Toward the end of the day a slim, dark-haired man named S. William Klein approached Eddington on the sidewalk. Klein, looking prosperous in a conservative dark suit and overcoat, seemed distinctly out of place in this rather grimy neighborhood. He was a stockbroker from Wall Street.
“I’m her for just one reason, Mr. Eddington,” said S. William Klein, falling into step alongside the lonesome picket. “I want to shake your hand.”
That a man would go so far out his way to simply shake a stranger’s hand suggests a certain depth of emotion. Alimony (from the Latin alere, to nourish) affects people that way. Klein had not been paying alimony as long as Eddington (four years, against Eddington’s 30), but he considered himself to be in the same boat. “The minute you hear the judge sentence you to alimony,” he says, gloomily, “you join a fraternity of crippled men.”

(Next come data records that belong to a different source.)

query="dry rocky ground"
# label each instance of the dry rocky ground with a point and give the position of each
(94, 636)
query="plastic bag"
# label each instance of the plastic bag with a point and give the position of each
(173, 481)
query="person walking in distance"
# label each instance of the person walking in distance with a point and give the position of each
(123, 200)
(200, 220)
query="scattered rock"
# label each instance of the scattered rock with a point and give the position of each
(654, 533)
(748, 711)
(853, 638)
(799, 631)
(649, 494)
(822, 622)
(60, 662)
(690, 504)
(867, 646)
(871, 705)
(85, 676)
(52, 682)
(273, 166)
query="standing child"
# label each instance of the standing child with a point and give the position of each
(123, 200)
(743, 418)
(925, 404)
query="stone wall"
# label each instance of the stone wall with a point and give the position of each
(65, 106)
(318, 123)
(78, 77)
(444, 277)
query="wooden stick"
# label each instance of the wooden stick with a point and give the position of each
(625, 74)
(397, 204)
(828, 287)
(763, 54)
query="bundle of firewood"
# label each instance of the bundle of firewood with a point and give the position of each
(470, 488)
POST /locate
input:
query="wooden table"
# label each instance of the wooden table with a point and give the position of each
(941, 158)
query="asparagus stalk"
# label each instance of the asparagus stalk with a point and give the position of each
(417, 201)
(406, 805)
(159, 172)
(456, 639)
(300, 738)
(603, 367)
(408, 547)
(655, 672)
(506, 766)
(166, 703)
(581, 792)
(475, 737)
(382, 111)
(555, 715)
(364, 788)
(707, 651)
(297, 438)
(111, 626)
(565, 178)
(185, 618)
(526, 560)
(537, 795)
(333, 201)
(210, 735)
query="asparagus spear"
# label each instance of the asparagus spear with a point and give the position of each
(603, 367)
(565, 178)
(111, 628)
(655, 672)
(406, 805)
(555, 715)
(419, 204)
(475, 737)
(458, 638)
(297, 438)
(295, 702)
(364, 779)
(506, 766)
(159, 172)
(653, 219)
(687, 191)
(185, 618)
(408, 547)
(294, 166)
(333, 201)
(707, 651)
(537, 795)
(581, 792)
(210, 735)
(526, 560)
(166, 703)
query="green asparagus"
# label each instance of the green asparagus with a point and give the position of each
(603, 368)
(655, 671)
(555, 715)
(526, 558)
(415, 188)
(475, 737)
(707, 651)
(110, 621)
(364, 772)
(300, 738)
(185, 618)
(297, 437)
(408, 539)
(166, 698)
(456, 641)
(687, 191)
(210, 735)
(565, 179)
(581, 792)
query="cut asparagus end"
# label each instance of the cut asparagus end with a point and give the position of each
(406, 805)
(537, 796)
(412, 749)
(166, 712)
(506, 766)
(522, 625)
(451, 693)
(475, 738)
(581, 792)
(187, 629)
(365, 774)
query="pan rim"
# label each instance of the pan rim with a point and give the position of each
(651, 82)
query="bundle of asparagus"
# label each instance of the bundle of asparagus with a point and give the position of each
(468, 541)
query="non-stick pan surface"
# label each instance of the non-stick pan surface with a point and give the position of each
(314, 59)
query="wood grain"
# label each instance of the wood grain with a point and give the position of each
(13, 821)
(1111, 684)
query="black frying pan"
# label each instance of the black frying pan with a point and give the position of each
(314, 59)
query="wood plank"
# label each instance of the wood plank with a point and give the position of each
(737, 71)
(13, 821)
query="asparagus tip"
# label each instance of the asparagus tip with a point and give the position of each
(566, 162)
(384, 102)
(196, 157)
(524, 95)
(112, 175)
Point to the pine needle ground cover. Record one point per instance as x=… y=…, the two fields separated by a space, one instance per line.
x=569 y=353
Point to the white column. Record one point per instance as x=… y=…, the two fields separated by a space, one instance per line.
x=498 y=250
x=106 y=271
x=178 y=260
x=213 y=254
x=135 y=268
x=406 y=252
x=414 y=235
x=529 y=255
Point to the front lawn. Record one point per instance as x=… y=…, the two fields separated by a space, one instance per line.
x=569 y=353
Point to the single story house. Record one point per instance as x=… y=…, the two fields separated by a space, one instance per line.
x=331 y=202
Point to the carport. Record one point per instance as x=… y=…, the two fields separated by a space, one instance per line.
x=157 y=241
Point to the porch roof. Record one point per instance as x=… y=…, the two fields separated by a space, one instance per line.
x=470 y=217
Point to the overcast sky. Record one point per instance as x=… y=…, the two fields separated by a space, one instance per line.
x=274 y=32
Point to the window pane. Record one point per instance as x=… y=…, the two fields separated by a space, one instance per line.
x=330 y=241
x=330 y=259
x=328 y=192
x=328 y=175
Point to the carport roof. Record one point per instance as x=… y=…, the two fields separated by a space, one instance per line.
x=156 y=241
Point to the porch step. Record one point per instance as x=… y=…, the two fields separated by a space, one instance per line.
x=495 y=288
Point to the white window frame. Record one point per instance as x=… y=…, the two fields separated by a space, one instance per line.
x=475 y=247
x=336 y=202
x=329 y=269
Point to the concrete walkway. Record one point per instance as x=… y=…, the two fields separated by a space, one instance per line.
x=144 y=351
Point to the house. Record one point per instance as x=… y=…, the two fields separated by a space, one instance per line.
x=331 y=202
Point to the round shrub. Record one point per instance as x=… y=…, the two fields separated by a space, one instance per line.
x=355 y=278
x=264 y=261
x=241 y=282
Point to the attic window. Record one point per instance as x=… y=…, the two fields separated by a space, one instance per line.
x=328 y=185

The meeting between Klein and Eddington that wintry day had a not very surprising result. The two men, with a group of others equally embittered, have formed an organization called Alimony Limited, with the objective of publicizing the alimony-paying man’s plight and eventually (“perhaps not in our lifetime”) doing away with alimony altogether. Alimony Limited now has some 200 members, mostly in the New York metropolitan area. It is loosely affiliated with a larger, older group that has headquarters in California and chapters in 30-odd other states: United States Divorce Reform, Inc. Such groups have been springing up throughout the country in the past 10 years and can almost be said to have proliferated in the past three or four. They represent a sudden surge of antialimony feeling and philosophizing. The viewpoint they champion is understandably most noticeable among divorced men. But it is shared by a few divorced women and a number of lawyers and other impartial observers.